A multidisciplinary approach to treating intractable brain tumors.
Immunotherapy has provided curative outcomes in some cancers such as melanoma but has largely failed in patients suffering from glioblastoma, the most common and deadly primary brain tumor in adults. Poor therapeutic response may be mediated in part by the abnormal tumor microenvironment. In addition to well-studied chemical and biological atypia (e.g., leaky vasculature, hypoxia), the tumor microenvironment also harbors aberrant mechanical features. Like other solid tumors, glioblastoma exerts forces both within and outside the tumor. These abnormal mechanical forces compress tumor blood vessels, promote invasion, and even compromise neurological function and perfusion in the surrounding brain. The glioblastoma microenvironment is known to be immunosuppressive, e.g., by excluding tumor-fighting immune cells and/or rendering them dysfunctional. However, the role of mechanics on immune cells – and vice versa – is largely unknown.
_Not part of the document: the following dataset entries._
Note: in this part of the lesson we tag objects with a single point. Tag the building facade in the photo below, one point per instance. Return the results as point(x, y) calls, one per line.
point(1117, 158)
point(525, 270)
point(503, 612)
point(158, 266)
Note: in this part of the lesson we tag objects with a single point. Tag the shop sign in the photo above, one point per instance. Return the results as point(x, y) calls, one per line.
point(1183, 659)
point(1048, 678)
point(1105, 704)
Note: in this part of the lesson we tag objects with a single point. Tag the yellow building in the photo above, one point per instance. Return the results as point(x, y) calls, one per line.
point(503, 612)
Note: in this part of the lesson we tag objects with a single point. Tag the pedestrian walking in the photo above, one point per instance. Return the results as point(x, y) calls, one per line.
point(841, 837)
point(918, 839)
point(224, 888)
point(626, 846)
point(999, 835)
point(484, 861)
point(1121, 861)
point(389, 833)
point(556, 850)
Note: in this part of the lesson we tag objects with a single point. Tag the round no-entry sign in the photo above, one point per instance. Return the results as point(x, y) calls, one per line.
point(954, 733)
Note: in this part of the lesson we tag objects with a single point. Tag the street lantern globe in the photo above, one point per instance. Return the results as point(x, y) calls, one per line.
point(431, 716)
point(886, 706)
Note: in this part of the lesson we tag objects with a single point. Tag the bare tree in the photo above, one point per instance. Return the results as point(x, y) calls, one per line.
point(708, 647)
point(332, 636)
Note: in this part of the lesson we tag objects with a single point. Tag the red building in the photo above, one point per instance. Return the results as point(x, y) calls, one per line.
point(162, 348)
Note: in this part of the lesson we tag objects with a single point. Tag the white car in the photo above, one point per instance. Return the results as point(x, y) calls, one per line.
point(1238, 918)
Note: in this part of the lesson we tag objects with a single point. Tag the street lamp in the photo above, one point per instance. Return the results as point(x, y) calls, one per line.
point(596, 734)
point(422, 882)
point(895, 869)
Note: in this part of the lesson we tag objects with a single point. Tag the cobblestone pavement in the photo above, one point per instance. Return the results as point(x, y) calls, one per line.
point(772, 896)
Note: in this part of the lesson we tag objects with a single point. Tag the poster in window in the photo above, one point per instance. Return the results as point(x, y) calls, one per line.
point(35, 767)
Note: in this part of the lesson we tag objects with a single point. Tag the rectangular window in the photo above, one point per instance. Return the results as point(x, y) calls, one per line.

The TIME Lab seeks to answer these questions by studying “mechano-immunology” – a burgeoning field of cancer research at the interface of tumor biology, mechanobiology, and cancer immunology. We utilize state-of-the-art basic, mechanistic, and translational research techniques at multiple scales (in silico, in vitro, ex vivo, in vivo) including:
- Clinically relevant animal, organotypic, and engineered tissue/tumor models
- Intravital imaging (e.g., multiphoton microscopy)
- Integrated single-cell multi-omics (e.g., RNA sequencing)
- Multi-scale platforms to explore tissue mechanics (e.g., compressive cranial window)
- High throughput biophysical assays and drug screening platforms
Lead by Prof. Meenal Datta, our research efforts are aimed at understanding and targeting novel biophysical interactions in the glioblastoma microenvironment to improve immunotherapeutic outcomes.